Bypass is the main surgical method used to treat MMD, and involves surgical reconstruction of the collateral circulation to increase cortical perfusion. In 1967, Yasargil performed the first successful STA-MCA anastomosis to treat cerebral ischemia in Switzerland. Since then, STA-MCA bypass has been widely used in the treatment of MMD (9). Indeed, collateral vessels, including an intracerebral vascular anastomosis system, corticopial-meningeal vascular anastomosis system, circle of Willis communication system, dural vascular network, and extracranial vascular network, can spontaneously form in MMD patients. However, due to the presence of the meninges, cerebrospinal fluid, and skull, effective collateral circulation cannot be established. The dural and extracranial vascular networks, which comprise many collateral vessels, are unable to be anastomosed to the surface of the brain. However, this can be solved by indirect bypass procedures including encephalo-duro-arterio-synangiosis (EDAS), encephalo-myo-synangiosis (EMS), encephalo-duro-arterio-myo-synangiosis (EDAMS). Multiple burr-hole surgery, which are simple, effective, and particularly suitable for anterior circulation ischemia. It has also been suggested that direct and indirect bypass should be combined (21).

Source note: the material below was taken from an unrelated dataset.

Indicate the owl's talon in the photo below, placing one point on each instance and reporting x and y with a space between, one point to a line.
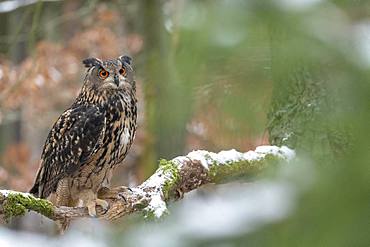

In patients with ischemic MMD, direct, indirect, or combined bypass can alleviate ischemic symptoms such as transient ischemic attack (TIA) and reversible neurological deficit (RIND), improve the intellectual capacity of pediatric patients, and effectively prevent the occurrence of future cerebral ischemia (24, 40, 41). Direct bypass was previously suggested to prevent rebleeding as it can reduce the number and expansion of abnormal branches and the blood flow in the AchA and PcoA (13). This prevents the formation of micro-aneurysms due to abnormal hemodynamics, which are thought to be precursors of hemorrhage or rebleeding (14). In children, indirect bypass is a more effective treatment as the anastomotic vessels are narrow, vulnerable to restenosis, and cannot tolerate direct bypass. The integrity of the STA should be preserved for as long as possible, so that anastomosis can still be performed if necessary. Direct or combined bypass may be more beneficial in adult MMD patients.
This was a single-center study, which may have affected the reliability of the results. Therefore, larger-scale, multi-center studies are warranted. Additionally, this study mainly focused on the multi-model imaging and treatment of MMD. However, we did not evaluate the long-term therapeutic effects or follow-up results. This was beyond the scope of this study, and further research is therefore required.